Tech

Those Faster-Than-Light Neutrino Measurements Were Probably Wrong, Again Proving Science’s Awesomeness

First of all, there’s really no way measurements taken last year that appeared to show neutrinos going faster than light were right. Special relativity would be wrong in that case, and with it, like the entirety of how we view the universe would be incorrect and all of the god knows how many observations and experiments proving special relativity and everything that follows from it would be boned too. But while we don’t immediately toss out a century’s worth of good science for an anomalous measurement, we don’t ignore it either. This is why science is awesome and why it’s better than anything else ever in understanding the universe: it questions itself, is constantly doubting itself. A paper published in a good journal is first brutalized by other scientists in the peer-review process, results are replicated (or not), holes are probed.

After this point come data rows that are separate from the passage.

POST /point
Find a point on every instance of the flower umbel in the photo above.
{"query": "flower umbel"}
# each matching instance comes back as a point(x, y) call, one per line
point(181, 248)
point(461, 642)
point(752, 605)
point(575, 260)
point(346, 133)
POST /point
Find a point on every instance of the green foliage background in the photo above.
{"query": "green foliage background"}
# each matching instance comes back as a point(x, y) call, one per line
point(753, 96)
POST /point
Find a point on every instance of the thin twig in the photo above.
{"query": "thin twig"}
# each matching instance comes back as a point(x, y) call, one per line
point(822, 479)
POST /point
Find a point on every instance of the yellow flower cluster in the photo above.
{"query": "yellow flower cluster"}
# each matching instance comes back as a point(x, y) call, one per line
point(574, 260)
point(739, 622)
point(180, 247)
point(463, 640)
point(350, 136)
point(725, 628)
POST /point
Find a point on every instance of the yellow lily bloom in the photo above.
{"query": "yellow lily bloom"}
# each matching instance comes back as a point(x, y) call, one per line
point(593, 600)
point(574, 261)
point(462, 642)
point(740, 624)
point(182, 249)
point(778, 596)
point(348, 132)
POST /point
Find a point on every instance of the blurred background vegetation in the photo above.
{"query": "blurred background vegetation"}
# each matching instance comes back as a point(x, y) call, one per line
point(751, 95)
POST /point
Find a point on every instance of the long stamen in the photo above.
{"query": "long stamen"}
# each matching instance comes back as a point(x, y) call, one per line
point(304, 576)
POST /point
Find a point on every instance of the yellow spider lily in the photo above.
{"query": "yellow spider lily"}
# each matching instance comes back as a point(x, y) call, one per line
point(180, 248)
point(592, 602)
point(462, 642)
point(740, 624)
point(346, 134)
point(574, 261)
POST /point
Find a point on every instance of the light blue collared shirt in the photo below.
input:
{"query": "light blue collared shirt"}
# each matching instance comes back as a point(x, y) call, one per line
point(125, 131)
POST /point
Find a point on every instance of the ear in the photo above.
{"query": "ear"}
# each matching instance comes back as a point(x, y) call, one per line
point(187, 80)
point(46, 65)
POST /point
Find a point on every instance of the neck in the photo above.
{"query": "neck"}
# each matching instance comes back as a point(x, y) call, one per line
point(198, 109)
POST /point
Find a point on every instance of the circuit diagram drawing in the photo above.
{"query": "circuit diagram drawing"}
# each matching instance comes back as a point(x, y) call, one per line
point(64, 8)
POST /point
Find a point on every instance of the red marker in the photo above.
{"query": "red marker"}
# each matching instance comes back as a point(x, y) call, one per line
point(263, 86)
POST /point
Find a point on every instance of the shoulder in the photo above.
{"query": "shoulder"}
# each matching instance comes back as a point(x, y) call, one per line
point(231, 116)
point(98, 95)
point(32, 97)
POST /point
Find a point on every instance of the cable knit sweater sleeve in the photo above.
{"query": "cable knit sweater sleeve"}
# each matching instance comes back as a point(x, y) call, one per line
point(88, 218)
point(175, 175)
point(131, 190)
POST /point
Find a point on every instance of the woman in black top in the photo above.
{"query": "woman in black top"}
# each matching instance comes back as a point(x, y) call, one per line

Science does this constantly; results are disproved constantly. Only after a process of correction and validation rigorous enough to make the brightest theologian insane, does something become “true.” Even then, other scientists will spend their careers trying to prove its untruth, even for something like special relativity (or gravity!).

In any case, looks like the neutrino result was the result of a faulty fiber optic connection. But you know what? Science is still gonna test it! Other labs are still going to try and replicate the initial relativity-violating result to ensure that it’s wrong. Testing its wrongness! I love science—and math—because I love answers, not just Big Answers like Are there other universes? but true answers, even true answers that most people don’t even care about. A true answer about anything is better than any other thing.